Räume und Flächen in der Stadt sind wertvoll: Beides mit NachbarInnen zu teilen, steigert die Lebensqualität. Das ist das wichtigste Ziel der Stadtentwicklungsstrategie Pocket Mannerhatten.
Der zunehmende Nutzungsdruck auf Flächen und Räume in Städten, steigender Verbrauch von Ressourcen, klimawandelbedingte Probleme (z.B. Urban Heat Islands), soziale Veränderungen und neue Nutzungsansprüche stellen Stadtverwaltungen und -bewohnerInnen vor Herausforderungen und erfordern innovative Methoden und Strategien. Mit dem Konzept Pocket Mannerhatten soll der Ansatz der sanften Stadterneuerung für bestehende Stadtquartiere im Sinne einer nachhaltigen Stadtentwicklungsstrategie / Smart City erweitert werden: Nach dem Motto: „Wer teilt, bekommt mehr“ werden die wertvollen Ressourcen in der Stadt systematisch liegenschaftsübergreifend geteilt. Um auch diejenigen EigentümerInnen in die Umsetzung einbinden zu können, die bisher nur schwer zu erreichen waren, wird ein innovatives Ausgleichssystem mit Förderimpuls („Bonus-System“) entwickelt.
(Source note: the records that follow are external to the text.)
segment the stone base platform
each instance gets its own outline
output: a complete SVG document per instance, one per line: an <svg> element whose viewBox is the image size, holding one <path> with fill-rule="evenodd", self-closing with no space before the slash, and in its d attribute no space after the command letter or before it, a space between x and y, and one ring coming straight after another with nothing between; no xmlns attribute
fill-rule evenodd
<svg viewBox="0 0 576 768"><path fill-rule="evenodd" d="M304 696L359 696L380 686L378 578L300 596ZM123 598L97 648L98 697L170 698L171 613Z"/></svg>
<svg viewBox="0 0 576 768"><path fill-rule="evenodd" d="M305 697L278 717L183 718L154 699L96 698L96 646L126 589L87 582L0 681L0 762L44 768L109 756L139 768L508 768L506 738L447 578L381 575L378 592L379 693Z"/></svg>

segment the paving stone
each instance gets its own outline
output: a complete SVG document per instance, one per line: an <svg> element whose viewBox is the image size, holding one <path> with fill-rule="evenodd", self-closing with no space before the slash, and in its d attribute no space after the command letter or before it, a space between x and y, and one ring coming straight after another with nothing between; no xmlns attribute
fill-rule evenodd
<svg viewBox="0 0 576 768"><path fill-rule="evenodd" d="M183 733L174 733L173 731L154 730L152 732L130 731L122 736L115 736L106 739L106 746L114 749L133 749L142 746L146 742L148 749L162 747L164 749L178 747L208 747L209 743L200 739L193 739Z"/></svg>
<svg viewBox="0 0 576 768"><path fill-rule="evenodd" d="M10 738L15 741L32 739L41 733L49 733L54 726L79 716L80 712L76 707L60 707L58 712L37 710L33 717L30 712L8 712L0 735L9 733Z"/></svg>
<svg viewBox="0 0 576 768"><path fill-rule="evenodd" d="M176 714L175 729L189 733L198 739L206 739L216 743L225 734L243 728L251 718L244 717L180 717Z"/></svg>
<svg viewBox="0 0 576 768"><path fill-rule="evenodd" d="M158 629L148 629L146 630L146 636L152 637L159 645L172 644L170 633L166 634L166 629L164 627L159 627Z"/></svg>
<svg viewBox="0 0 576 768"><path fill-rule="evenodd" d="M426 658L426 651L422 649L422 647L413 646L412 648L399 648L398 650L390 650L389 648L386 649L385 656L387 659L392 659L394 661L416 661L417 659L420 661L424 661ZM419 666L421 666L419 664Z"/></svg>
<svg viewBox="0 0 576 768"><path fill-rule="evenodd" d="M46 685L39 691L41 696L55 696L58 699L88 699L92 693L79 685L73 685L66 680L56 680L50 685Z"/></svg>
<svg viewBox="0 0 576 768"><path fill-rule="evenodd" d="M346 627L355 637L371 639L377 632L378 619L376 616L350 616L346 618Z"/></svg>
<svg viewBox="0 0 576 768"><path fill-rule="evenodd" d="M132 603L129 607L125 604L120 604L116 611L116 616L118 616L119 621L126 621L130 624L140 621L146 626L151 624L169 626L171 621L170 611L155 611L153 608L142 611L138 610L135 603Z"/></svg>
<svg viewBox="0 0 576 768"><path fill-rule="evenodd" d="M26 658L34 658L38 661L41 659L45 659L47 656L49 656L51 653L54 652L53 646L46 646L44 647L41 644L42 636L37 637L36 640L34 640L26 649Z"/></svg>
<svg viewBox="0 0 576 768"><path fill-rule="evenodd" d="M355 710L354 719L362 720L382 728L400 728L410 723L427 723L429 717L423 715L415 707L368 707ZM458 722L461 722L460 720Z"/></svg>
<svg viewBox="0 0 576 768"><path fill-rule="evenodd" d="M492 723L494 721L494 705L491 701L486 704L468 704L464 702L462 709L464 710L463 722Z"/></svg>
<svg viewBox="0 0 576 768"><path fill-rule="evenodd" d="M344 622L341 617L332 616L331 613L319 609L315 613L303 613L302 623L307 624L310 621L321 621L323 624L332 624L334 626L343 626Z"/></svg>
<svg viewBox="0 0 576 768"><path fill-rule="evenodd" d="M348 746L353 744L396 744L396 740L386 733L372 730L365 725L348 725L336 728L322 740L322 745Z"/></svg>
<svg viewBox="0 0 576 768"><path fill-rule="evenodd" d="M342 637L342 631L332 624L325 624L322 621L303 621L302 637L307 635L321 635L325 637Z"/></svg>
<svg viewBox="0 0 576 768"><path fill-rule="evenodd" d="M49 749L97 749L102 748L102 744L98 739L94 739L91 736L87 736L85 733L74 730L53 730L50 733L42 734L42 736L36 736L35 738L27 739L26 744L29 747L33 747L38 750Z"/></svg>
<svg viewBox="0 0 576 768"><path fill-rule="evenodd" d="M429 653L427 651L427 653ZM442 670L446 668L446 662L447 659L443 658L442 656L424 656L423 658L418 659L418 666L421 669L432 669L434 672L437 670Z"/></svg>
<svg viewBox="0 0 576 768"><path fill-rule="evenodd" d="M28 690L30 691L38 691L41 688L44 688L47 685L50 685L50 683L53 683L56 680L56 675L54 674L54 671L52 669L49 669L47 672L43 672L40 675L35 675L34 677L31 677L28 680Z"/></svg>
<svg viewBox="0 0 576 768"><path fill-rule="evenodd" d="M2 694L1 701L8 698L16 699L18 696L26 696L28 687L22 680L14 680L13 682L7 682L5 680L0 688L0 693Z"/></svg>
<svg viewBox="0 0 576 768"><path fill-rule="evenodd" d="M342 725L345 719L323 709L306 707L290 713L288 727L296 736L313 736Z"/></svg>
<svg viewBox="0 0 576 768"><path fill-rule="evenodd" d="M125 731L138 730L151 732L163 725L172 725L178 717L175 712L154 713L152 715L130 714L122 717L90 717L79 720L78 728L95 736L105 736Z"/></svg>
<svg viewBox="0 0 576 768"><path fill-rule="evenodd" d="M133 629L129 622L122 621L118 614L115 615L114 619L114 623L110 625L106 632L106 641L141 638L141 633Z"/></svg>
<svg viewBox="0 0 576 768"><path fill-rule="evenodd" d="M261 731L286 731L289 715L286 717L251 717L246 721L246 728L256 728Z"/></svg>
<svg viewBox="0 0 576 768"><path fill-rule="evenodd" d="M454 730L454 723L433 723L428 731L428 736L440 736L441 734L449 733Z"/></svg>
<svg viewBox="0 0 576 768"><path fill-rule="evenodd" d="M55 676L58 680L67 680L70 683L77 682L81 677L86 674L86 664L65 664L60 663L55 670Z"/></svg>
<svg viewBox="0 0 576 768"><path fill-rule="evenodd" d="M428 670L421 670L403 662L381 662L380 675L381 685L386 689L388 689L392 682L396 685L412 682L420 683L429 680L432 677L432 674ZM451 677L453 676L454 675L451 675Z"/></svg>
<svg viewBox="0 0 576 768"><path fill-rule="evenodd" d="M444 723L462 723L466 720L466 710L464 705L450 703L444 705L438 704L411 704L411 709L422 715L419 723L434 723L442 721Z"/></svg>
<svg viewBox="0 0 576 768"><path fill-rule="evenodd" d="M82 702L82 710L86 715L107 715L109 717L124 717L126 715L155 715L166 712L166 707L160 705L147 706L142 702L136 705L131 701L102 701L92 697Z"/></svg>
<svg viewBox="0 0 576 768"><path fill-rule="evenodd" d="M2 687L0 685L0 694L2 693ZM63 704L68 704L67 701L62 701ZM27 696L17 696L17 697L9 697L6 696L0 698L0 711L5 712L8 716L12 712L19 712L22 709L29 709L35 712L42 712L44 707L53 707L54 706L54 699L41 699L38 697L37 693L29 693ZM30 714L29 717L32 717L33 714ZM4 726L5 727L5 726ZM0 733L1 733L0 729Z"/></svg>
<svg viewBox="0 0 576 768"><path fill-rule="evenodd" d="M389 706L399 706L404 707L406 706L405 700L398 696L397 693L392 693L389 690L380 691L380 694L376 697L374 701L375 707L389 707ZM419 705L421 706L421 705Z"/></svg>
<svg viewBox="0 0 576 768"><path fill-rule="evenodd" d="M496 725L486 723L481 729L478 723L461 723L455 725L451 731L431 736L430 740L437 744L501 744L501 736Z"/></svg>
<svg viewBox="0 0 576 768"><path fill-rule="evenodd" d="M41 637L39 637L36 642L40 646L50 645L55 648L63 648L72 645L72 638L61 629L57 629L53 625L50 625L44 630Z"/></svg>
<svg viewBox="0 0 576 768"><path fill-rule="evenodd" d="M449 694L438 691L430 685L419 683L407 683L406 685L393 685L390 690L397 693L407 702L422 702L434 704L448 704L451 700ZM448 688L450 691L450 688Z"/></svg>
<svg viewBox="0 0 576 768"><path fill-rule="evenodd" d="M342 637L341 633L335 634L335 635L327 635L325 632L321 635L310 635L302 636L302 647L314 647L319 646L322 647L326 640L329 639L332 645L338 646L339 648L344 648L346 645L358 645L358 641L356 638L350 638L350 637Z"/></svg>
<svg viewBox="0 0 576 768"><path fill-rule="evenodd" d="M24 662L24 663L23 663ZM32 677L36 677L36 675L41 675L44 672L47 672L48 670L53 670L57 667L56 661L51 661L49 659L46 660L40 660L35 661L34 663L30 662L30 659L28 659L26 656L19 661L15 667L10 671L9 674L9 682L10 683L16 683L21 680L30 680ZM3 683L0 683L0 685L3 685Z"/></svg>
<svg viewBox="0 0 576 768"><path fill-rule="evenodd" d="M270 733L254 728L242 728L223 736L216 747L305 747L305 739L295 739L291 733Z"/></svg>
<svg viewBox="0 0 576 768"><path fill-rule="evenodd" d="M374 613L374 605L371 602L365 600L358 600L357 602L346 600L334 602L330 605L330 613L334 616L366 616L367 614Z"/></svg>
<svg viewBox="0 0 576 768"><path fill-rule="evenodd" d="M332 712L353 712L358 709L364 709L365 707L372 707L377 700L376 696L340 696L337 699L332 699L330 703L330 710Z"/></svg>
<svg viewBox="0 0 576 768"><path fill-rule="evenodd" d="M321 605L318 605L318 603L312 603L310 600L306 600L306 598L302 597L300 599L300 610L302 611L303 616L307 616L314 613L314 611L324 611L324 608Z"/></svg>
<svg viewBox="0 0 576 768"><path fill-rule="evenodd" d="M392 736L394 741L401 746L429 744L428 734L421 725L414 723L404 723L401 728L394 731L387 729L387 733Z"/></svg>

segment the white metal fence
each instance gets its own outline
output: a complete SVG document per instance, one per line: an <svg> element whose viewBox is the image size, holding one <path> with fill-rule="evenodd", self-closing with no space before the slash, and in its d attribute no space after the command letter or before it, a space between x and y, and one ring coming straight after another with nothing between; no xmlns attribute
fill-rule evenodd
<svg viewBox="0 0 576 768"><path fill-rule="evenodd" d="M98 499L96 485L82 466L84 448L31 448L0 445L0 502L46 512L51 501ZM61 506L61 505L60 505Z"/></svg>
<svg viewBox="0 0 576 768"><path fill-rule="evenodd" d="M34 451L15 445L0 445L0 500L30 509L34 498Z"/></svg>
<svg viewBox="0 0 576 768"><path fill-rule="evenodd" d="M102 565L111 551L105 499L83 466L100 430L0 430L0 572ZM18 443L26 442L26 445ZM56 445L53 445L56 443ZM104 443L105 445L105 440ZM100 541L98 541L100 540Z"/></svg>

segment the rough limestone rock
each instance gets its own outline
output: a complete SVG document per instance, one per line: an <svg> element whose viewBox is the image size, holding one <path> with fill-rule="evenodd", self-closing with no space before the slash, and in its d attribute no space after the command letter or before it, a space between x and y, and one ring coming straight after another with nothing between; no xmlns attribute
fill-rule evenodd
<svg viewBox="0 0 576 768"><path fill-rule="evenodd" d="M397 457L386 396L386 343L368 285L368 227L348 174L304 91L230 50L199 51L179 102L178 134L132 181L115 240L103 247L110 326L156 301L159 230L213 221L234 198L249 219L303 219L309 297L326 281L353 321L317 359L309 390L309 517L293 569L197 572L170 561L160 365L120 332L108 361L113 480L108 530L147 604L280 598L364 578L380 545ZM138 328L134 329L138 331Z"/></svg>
Sharing als Stadtentwicklungsstrategie
Das Konzept beruht auf der Idee, verschiedene Gebäudebereiche und -funktionen systematisch gebäude- und parzellenübergreifend zu verknüpfen, und dadurch Synergien zu erzeugen. Dafür stehen verschiedene Sharing-Optionen zur Verfügung, die entsprechend der räumlichen Gegebenheiten sowie der Bedürfnisse und Wünsche der NutzerInnen und EigentümerInnen kombiniert werden können. So können beispielsweise Innenhöfe oder Dachflächen zu einem oder einer größeren zusammengelegt werden. Gemeinschaftsräume können spezifisch gestaltet und von den BewohnerInnen mehrerer Gebäude benutzt werden. Es wird möglich, zukunftsweisende Energiesysteme gebäudeübergreifend und rentabler zu organisieren und vieles mehr. Diese Ideen zum räumlichen Sharing werden mit einem ausgleichsorientierten Fördersystem und moderierten Partizipationsprozessen zu einer innovativen Stadterneuerungsstrategie kombiniert.
Von der Idee zur Realität
Die Grundidee zu Pocket Mannerhatten stammt von Architekt Florian Niedworok, der das Konzept im Jahr 2012 im Rahmen seiner Diplomarbeit bei Prof. Bart Lootsma an der Universität Innsbruck entwickelt hat. Im Jahr 2014 gewann das verfeinerte Konzept den ersten Preis beim Superscape Award in Wien. In den Jahren 2016 und 2017 bearbeitete ein multidisziplinäres Konsortium „Pocket Mannerhatten Ottakring“ als Sondierungsprojekt im Rahmen des Programms „Smart Cities Demo“ des Klima- und Energiefonds. Das Team konnte die Rahmenbedingungen, unter denen die räumlichen Strategien des Tauschens und Teilens funktionieren können, in einer interdisziplinären, partizipativen Ausarbeitung konkret untersuchen. Dabei wurden alle relevanten Fragestellungen rund um das Sharing-Konzept zur nachhaltigen Revitalisierung und Nachverdichtung von bestehenden Gründerzeitvierteln ausgearbeitet. Zudem konnte im Rahmen der Sondierung ein Pilotgebiet und interessierte AkteurInnen gefunden werden, die die Strategie in einem Folgeprojekt umsetzen wollen.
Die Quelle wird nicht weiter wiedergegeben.